Tuesday, 4 March 2014

Design : Now open


Open source is an approach to design which allows anyone and everyone to contribute to the design process. Whether it be hardware or software or anything inbetween the designs are released for the world to edit, comment on and utalise. It’s a non profit help-each-other-out community feel idea from the design world and can be interpreted in many ways. It has no one definition but a whole ecosystem of definitions But does it work?

You’d think this was a new concept but it’s been around for a while now. Enzo Mari was a designer in the 70s and made a range of open source furniture that the common man could understand. It has often been said that he was the first pioneer of open design. His believed that ‘if people are encouraged to build a table with their own hands they will better understand the thinking within it.’ This theory clearly makes sense- he wanted to educate people on design and successfully did so.




How open is open source design? There are different ways to interpret open source design and I don’t know that much about the topic but I believe for a design to be truly ‘open’ it must be made by tools and materials that are accessible to most and done in a way that is easily understandable and in which people can contribute to the upmost degree.
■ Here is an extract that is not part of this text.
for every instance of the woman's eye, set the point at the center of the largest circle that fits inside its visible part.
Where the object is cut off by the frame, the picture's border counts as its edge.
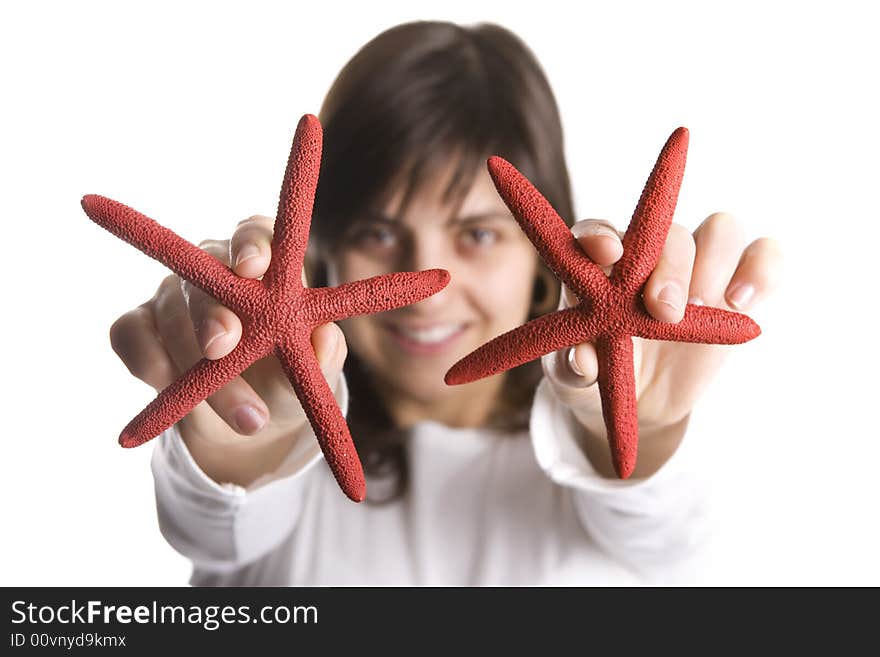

Obviously not everyone would agree with that and different projects and designers demonstrate different degrees of 'open-ness'.

More successful and well known examples of open source are ‘aurdino’ a brand of comerically successful microcontroller boards. It’s a project to get people involved in electronics who aren’t necessarily experts in the field. Its an open hardware project that involves everyone in expanding their business by programming new software and educating people on electronics. This demonstrates a problem as despite the popularity of the brand, the more successful it gets in terms of uptake, the less open source it can be as it becomes harder to take the design in new directions.


The fiat mio project is a more poor example of open source
 


fiat used this project more as a publicity stunt than anything and the level of openness was in fact quite closed. The design input from the public was questionable and it certainly was not made using a technology that was accessible to everyone.

Local motors demonstrated a similar but more successful project

it was done by community vote and you could pay to go and make the vehicle yourself. It was , however, still tied to a production method that was inaccessible but the process was much more accessible than fiats attempt.


Open source has many benefits but there are ethical issues. If these designs are publicised who is responsible for them once they go live on the internet? The 3D printed gun is a good demonstration of this issue. It was no big deal in America where fire arms are legal- people could just buy a better gun in a shop so what was the problem!? It’s the ability of open source designs to cross boarders that causes the most issues. Cultural and social implications are not considered on the internet. This poses the question : Is the man responsible for the design of the 3D printed gun also responsible for all the deaths that this gun caused? 



All in all I like the concept of open source design. Despite its obvious drawbacks and issues, it brings people together in the design process- if your designing for everyone surely everyone should have the right to get involved. If I was a successful designer would I make my designs open source? - well that’s another question. I’ll get back to you when I’m rich and famous.